The city’s latest Disclosure Statement, filed Friday night, includes the $350 million Gov. Snyder proposed earlier this year to shore up pensions funds and protect Detroit Institute of Arts holdings from sale. The governor’s original proposal was for $17.5 million annual payments for 20 years, but that plan could be changing, The Detroit News reports today.
Detroit’s latest debt-cutting plan spells out for the first time a mathematical method for the state to make a lump sum discounted payment of the present value of $350 million over 20 years, which three sources tell The News would be about $190 million — a 45 percent savings. The sources spoke on condition anonymity because of ongoing confidential negotiations.

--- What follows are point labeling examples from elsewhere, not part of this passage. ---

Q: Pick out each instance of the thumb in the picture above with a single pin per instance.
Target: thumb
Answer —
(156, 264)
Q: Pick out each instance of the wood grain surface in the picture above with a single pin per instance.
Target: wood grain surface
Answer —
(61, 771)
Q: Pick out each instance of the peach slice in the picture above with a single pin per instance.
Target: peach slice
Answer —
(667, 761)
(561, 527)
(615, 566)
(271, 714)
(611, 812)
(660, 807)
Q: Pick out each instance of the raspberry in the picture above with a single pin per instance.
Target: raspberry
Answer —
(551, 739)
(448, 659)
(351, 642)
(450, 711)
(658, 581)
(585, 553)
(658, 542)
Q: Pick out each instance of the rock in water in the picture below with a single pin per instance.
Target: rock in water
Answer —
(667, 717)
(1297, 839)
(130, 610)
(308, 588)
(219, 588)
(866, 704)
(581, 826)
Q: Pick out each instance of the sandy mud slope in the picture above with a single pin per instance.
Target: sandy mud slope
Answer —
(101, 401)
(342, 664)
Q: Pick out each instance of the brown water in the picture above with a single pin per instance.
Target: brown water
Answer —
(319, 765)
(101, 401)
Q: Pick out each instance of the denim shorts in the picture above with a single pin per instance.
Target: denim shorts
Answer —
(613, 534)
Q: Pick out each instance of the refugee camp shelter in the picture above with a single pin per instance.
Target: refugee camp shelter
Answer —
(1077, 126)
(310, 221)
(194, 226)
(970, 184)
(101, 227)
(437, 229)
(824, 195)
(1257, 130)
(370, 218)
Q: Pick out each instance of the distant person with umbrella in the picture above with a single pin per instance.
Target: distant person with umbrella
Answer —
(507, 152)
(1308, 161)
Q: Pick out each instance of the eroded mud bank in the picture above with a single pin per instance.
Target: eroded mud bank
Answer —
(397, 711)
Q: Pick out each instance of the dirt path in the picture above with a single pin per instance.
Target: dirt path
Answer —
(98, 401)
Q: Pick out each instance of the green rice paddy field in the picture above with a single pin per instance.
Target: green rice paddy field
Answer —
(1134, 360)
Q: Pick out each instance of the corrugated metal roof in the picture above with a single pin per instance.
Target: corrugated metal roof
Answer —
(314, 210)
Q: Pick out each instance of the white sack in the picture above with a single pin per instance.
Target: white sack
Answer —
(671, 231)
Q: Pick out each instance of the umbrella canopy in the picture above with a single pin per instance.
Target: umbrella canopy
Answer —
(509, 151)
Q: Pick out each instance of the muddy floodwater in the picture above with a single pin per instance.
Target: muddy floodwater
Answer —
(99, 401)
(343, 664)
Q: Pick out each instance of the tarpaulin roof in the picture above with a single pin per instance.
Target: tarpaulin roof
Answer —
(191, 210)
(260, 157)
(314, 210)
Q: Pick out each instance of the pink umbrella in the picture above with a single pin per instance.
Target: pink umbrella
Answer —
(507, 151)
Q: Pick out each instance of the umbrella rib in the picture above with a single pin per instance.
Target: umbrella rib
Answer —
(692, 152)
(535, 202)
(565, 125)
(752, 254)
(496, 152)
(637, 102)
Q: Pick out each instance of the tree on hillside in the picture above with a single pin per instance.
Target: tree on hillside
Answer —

With tentative deals reached on pension payments, some pension fund financing debt and other creditor obligations in the city’s case, when will we see some official action in Lansing? After all, the pension deals require the $350 million from the state or bigger cuts befall the retirees, according to the city’s filings.
Setting the (Handle)Bar High
“With ever-increasing width and whimsy,” writes Neil Rubin in The Detroit News, Bill Nowling’s handlebar mustache is growing, both in appearance and reputation. Nowling, of course, is the spokesman for Detroit Emergency Manager Kevyn Orr. By email, text or actual conversation, Nowling is the answer guy for media with questions about what’s happening in the EM’s office.
His mustache has been in development since late last year, and now it’s achieved its own 21st century-style fame: two Twitter accounts.
Orr likes it, Nowling says, while Detroit Mayor Mike Duggan has stayed largely neutral. Others ask if he’s a Civil War re-enactor, and someone called him “Rollie Fingers.” He’d rather be known as the first than the last. Fingers was a Hall of Fame pitcher a generation ago who was best known for his spectacular handlebar mustache. Beyond that, he’s best known for going bankrupt.